Let’s say that a private-equity firm operates assets of $1 billion. Having no more than two dozen investors, their 20% fee from the gross profit could bring them millions of dollars. If the associates of such firms usually earn a salary of six figures, the executives may earn more than a million. Sounds tempting, doesn’t it?
How does it work?
Private-equity firms have two major functions: deal origination and portfolio oversight.
Deal origination includes launching and developing relations with M&A (mergers and acquisitions) intermediaries and investment banks to ensure a stable, high-quality deal flow. Deal originators, usually associates or directors, try to build good relationships with transaction professionals in order to be introduced early to deals.

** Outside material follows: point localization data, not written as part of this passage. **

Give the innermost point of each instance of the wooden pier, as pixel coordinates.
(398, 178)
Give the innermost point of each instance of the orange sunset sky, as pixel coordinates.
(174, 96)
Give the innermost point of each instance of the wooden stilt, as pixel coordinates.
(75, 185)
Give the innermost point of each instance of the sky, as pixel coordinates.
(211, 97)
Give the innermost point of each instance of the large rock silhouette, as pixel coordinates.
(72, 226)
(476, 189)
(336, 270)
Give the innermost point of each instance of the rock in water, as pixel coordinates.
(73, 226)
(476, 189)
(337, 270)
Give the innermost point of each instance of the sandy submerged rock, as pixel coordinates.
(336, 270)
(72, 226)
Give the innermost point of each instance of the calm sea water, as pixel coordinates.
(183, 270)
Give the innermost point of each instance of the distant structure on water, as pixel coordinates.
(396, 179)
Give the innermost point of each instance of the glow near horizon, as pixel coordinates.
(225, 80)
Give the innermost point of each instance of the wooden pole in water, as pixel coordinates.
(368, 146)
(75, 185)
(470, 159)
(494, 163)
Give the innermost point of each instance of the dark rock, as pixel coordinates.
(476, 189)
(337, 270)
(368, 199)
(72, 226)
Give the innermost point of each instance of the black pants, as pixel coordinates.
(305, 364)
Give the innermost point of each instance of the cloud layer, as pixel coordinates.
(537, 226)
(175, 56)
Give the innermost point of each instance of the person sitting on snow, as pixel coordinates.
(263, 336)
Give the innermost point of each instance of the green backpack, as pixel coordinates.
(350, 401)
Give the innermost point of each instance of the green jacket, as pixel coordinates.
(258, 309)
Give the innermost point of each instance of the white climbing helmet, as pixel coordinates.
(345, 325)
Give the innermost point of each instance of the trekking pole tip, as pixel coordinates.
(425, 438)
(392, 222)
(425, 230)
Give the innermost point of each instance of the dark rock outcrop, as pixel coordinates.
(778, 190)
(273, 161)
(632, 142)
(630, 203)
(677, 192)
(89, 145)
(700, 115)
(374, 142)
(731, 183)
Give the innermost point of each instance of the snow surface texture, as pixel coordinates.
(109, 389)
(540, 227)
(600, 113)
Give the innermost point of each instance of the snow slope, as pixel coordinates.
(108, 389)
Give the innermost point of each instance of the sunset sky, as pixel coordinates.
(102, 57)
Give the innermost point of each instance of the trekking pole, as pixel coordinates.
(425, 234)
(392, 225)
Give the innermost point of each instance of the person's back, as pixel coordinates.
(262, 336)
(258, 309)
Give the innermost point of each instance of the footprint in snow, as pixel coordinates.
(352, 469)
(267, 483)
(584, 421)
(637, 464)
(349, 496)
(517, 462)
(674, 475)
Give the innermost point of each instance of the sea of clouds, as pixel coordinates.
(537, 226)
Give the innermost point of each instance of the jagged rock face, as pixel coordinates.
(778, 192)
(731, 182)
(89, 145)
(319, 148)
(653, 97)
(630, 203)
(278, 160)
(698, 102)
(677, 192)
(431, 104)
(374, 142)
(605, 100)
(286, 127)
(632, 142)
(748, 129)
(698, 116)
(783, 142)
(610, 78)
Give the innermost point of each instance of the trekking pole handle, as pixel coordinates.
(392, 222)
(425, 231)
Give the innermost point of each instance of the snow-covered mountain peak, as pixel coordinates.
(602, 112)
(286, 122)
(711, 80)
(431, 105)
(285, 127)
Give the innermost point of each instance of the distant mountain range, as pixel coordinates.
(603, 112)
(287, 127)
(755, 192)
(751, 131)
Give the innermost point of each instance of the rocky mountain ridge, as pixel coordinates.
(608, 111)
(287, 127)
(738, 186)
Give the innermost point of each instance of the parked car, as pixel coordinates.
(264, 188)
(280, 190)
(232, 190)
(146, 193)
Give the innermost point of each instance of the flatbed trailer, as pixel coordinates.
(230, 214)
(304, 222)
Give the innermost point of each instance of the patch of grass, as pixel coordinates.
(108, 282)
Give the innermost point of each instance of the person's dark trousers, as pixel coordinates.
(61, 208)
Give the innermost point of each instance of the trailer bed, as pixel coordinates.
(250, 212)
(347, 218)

Executing transactions includes careful assessing of the industry, historical data, financial forecasts and performing valuation analyses. After the decision to proceed with the chosen acquisition candidate is taken, deal specialists transfer their offers to sellers. In the case that all the parties agree to go further, deal professionals continue negotiations with investment bankers and consultants to perform the due diligence stage. This stage is highly important and presupposes the investigation of the financial records and other significant aspects that may even kill the deal.
The second but not less important function of private-equity specialists is to oversee portfolio companies. They support the management teams, showing them the best practices of strategic planning.